"If you could be anything, what would you be? - A Teen's Guide to Mapping Out the Future"

By Jeanne Webster, C.P.C.

Daring to Dream

Imagine being a teenager and receiving the road map to your ideal life. Imagine having someone who encourages you not to settle, not to get an education just as a "back-up" to the life you want. Imagine someone teaching you to plan, instead, to live as you truly desire. Imagine knowing what you need to do now, so that you end up where you want to be later.

Imagine being 22, fresh out of college, and NOT facing a quarter-life crisis due to a lack of direction. Imagine knowing yourself well enough to know whether you need an advanced degree or not. Imagine understanding mistakes or wrong turns as just part of the journey. Imagine steering to avoid self-sabotage and people who throw wet blankets on your dreams. Imagine having a plan for processing setbacks, without becoming lost. Imagine looking forward to your life.

Imagine finding all of that in a 136-page workbook!

A certified coach for teens and parents of teens, Jeanne Webster has managed to write the course for life planning that you wish you had had in high school. When she titled her book, she meant it. If you could be anything…is exactly where she wants kids to focus.

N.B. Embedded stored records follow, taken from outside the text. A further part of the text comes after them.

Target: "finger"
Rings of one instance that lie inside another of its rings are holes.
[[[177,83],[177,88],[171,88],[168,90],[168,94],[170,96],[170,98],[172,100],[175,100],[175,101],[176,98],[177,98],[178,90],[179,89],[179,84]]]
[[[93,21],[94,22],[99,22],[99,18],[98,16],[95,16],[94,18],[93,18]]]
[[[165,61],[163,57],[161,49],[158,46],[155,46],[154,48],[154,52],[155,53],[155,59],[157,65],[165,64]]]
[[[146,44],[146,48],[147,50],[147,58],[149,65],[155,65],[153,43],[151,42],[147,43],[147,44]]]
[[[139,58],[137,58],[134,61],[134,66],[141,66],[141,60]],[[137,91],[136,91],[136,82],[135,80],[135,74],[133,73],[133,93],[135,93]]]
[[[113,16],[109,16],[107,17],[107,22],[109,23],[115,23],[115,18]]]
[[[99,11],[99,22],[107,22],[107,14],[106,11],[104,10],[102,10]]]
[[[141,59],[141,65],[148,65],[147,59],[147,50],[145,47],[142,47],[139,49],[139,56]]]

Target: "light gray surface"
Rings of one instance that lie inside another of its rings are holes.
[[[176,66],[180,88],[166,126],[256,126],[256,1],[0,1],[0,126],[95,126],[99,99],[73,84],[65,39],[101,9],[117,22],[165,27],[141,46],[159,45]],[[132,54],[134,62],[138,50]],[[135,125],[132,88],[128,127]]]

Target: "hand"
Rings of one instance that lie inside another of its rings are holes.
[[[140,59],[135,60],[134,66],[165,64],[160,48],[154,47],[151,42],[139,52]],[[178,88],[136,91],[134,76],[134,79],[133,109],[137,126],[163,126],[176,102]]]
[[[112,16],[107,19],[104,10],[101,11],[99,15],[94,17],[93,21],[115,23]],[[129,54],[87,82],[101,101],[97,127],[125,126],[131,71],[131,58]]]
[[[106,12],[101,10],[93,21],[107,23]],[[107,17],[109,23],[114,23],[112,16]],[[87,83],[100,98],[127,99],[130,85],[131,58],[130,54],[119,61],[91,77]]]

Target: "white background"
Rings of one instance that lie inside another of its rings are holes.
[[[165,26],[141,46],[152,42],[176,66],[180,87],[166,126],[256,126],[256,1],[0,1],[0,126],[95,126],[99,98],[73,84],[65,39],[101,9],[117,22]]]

She begins by leading readers through the development of a life map, insisting that they list everything they think they want. Her tone is motivating and reassuring. Young people who don't particularly enjoy reading may find the chapters a little copy-heavy. But adults can help by leading them through the material to get to the "fun part" - making a life map that considers everything that constitutes their ideal lives:

-- Perfect career or profession

-- Dream house and location

-- The people who will share their lives

-- Friends and social life

-- Relaxation and hobbies

-- Meaning and purpose

-- Natural talents and learned skills

Teens are encouraged to become thoroughly familiar with their strengths and weaknesses. Rather than being told, unrealistically, to get rid of certain weaknesses, Webster uses her experience to show how an ideal life takes weaknesses into account. (She is not a "morning person" and has arranged her life so that she doesn't have to be.)

One of the best insights Webster shares is that it's okay to work toward a goal, and then change your mind later about its value. Often, having something is the only way to learn it's not for us.

Teens and their adults will benefit from the study and practice of several concepts in this workbook. "Chunking" is a method of breaking down long-term goals into manageable current tasks. Webster shows how chunking can be practiced on any goal, from getting a college degree to soothing a thirsty throat. The Disappointment and Anger Plans offer acceptance of the fact that these emotions are inevitable along life's journey, while also giving the reader a custom-made tool kit for handling setbacks. Finally, an understanding of one's boundaries, values, and principles puts a strong foundation under those "castles in the air."

Of course, as a life coach for teens and their parents, Webster offers her contact information for anyone who wants support for achieving their goals. This book, though, is not a marketing gimmick to bring people to her web site. It's a real and valuable resource for teens and the people who want to see them succeed.